DER PESTALTAR VON ST. JAKOB IN GRISSIAN
Als einst in diesem Land die Pest wütete und sich die Menschen in namenloser Angst vor Ansteckung gegenseitig mieden, da beschloß der Priester von Grissian, auf einem weitum freien und gut einsehbaren Punkt bei der St.-Jakobs-Kirche dort einen Altar zu erbauen, um hier - im Freien - die hl. Messe lesen zu können und so den Gläubigen aus der näheren und weiteren Umgebung die Möglichkeit zu bieten, von der Ferne die heilige Handlung mitzufeiern. Dieser Pestaltar bildete ein gemauertes Viereck und wurde von einem hölzernen Dach geschützt, das von vier Pfeilern an den Ecken des Altars getragen wurde. So war der Blick von allen Seiten frei und konnten sich die schwer bedrängten und geängstigten Menschen aus diesem Gottesdienst und dem abschließend vom Priester nach allen vier Himmelsrichtungen erteilten Segen neue Zuversicht und Seelenkraft holen.

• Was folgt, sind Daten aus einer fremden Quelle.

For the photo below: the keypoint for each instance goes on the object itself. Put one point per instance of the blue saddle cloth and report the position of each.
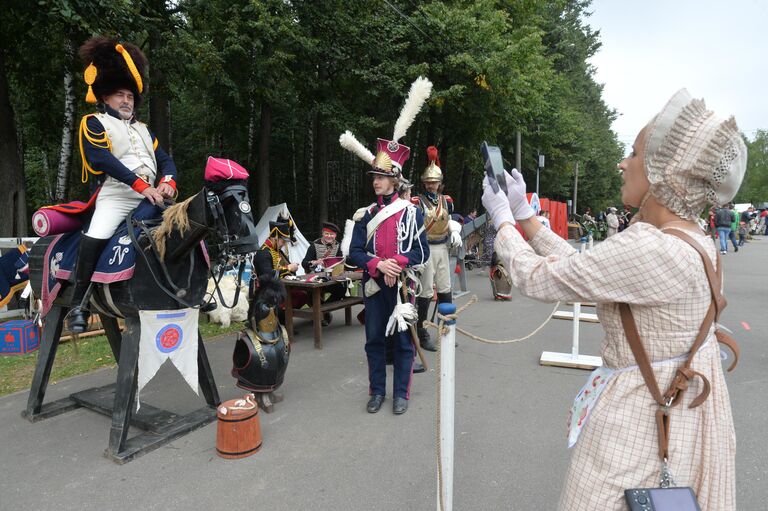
(14, 273)
(117, 261)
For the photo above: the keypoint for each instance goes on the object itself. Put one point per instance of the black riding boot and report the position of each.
(422, 307)
(445, 298)
(87, 257)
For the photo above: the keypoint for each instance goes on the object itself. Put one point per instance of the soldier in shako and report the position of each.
(119, 151)
(388, 241)
(326, 246)
(442, 234)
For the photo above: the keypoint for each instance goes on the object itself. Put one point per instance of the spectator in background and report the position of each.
(613, 222)
(742, 233)
(625, 218)
(748, 215)
(734, 227)
(723, 219)
(543, 217)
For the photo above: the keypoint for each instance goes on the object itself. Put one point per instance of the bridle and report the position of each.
(237, 247)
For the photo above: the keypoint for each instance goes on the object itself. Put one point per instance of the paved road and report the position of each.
(323, 451)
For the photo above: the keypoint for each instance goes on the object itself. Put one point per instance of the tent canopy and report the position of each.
(296, 251)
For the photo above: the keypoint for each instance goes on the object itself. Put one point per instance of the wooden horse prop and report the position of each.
(262, 351)
(171, 272)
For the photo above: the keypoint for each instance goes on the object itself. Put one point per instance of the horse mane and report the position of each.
(173, 217)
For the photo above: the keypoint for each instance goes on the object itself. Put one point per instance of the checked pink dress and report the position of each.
(662, 278)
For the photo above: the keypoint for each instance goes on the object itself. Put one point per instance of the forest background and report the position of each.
(273, 83)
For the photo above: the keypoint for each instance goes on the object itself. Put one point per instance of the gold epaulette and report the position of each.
(100, 140)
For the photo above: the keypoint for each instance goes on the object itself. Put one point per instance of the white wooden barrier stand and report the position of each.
(447, 390)
(574, 358)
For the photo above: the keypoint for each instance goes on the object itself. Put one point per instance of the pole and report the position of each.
(447, 390)
(575, 186)
(575, 343)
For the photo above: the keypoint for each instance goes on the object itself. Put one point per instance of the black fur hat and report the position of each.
(111, 65)
(265, 290)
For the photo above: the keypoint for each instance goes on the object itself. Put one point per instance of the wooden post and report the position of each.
(447, 391)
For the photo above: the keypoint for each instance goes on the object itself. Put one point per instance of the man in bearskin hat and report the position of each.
(388, 241)
(119, 151)
(326, 246)
(442, 234)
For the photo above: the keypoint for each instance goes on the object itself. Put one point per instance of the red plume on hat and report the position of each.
(433, 172)
(112, 65)
(432, 155)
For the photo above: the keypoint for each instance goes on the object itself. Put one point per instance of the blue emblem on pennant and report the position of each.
(169, 338)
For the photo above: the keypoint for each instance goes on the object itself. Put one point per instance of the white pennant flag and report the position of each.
(167, 335)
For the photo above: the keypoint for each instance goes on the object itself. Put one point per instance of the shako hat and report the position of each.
(390, 154)
(282, 227)
(433, 171)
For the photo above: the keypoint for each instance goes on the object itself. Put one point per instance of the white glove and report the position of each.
(518, 202)
(496, 204)
(455, 228)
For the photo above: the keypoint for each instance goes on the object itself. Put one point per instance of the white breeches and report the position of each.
(436, 272)
(114, 202)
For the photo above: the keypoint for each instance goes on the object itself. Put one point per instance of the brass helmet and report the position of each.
(432, 172)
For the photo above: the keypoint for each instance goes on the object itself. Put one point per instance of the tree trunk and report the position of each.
(321, 160)
(67, 129)
(262, 176)
(310, 159)
(251, 131)
(159, 104)
(13, 210)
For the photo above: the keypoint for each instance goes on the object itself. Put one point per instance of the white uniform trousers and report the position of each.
(115, 200)
(436, 272)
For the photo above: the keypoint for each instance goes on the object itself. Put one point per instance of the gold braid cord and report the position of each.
(442, 329)
(100, 140)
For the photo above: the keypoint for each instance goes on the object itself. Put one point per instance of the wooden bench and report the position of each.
(315, 313)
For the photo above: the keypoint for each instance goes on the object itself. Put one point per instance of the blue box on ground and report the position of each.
(18, 337)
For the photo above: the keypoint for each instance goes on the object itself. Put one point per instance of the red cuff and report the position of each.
(372, 264)
(169, 181)
(139, 185)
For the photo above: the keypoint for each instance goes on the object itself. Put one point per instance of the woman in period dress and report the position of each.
(683, 159)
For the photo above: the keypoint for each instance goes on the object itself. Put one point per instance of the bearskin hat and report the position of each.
(112, 65)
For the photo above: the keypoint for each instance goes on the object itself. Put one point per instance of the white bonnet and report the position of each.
(693, 157)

Nach dem Aufhören der Pestseuche ließ man diesen Pestaltar
weiterhin bestehen, als fromme Mahnung und zur steten Erinnerung. Erst
gegen Ende des 19. Jahrhunderts, als der Grissianer Pestaltar recht baufällig
geworden war und allmählich zerbröckelte, wurde er abgetragen.
Quelle: Weber, P. Beda, Das Land Tirol, ein Handbuch für Reisende. 2. Band, Südtirol. S. 428 f.